O homem que esta manhã barricou-se na Comissão de Proteção de Crianças e Jovens (CPCJ) de Lagos, no Algarve, foi detido pela PSP por volta das 18h00. Os três reféns já foram libertados e estão em segurança. Segundo avançam as televisões, a PSP entrou armada dentro do edifício, pondo fim a sete horas de sequestro. O homem de 46 anos estava armado com uma caçadeira.

Quando a PSP chegou ao local, esta segunda-feira de manhã, o homem disparou e um polícia foi ferido na cabeça, ainda que ligeiramente. O Diário de Notícias conseguiu ligar para a CPCJ e falou ao telefone com uma das funcionárias. Pediu para falar com o sequestrador, mas este recusou-se, alegando que só falava com a televisão. Ainda atirou: “Isto está muito mau”.

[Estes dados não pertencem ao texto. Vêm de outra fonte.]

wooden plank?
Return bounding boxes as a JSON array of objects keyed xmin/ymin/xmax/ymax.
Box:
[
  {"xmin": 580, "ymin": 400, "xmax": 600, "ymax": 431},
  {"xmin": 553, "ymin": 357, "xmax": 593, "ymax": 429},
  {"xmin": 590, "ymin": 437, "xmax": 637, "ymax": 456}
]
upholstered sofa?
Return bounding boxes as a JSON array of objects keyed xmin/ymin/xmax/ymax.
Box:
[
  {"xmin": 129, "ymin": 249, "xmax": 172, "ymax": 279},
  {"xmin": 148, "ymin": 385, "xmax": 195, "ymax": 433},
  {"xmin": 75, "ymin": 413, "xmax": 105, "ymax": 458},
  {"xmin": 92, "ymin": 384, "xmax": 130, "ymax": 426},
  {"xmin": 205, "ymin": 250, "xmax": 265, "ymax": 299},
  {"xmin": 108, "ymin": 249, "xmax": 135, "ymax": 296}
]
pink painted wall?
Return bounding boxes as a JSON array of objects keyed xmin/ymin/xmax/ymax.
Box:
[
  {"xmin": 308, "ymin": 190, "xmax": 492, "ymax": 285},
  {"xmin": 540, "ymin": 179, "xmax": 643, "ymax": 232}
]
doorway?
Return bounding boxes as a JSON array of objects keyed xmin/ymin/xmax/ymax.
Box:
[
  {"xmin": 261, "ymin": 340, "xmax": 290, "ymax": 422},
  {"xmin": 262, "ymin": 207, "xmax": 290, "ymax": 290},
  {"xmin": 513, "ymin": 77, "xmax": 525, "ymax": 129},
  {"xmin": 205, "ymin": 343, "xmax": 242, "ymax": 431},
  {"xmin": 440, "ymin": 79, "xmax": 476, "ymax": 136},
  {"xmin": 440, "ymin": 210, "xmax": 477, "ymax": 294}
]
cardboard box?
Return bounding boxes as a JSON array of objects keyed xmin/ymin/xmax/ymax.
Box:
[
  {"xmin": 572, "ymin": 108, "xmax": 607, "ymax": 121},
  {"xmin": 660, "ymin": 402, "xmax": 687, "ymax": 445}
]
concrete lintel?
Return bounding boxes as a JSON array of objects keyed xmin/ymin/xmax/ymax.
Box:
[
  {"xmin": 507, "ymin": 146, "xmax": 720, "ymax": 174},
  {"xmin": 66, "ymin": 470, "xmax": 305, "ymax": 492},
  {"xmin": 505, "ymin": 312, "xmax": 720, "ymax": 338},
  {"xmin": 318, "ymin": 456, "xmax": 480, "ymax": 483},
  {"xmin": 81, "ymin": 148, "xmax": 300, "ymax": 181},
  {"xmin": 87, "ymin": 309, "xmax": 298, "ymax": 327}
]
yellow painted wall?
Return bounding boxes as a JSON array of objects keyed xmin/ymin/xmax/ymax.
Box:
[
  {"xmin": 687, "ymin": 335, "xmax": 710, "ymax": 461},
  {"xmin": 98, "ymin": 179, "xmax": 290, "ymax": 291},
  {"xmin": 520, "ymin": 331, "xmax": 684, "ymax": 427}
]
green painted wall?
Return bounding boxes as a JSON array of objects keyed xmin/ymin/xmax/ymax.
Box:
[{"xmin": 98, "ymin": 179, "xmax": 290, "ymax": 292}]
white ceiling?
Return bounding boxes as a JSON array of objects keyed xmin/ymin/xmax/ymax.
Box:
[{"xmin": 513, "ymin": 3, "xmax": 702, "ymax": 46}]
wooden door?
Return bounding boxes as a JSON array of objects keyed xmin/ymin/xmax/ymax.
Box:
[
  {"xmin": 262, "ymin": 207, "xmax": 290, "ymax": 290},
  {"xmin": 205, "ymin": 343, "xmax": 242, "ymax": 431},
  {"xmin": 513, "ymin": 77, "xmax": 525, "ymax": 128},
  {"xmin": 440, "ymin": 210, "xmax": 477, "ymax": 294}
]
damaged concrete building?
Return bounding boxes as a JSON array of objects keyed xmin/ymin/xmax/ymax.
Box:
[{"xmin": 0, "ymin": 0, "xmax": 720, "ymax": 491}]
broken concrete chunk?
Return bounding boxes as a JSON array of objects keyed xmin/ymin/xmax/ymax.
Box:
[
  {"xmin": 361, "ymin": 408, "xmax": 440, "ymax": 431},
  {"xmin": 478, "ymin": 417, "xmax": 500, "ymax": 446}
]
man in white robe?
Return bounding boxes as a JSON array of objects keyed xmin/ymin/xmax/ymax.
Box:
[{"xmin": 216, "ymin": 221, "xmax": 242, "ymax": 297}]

Entretanto, a CMTV conseguiu mesmo falar com o sequestrador, que dá pelo nome de António. Ao telefone, contou que não via os filhos [um rapaz e uma rapariga de 14 e 15 anos, respetivamente, segundo diz] há mais de um ano e exigiu falar com eles — só assim dizia libertar os reféns. António terá emigrado para França e, durante o período em que esteve ausente de Portugal, a filha adolescente acusou o tio (irmão do barricado) de abusos sexuais.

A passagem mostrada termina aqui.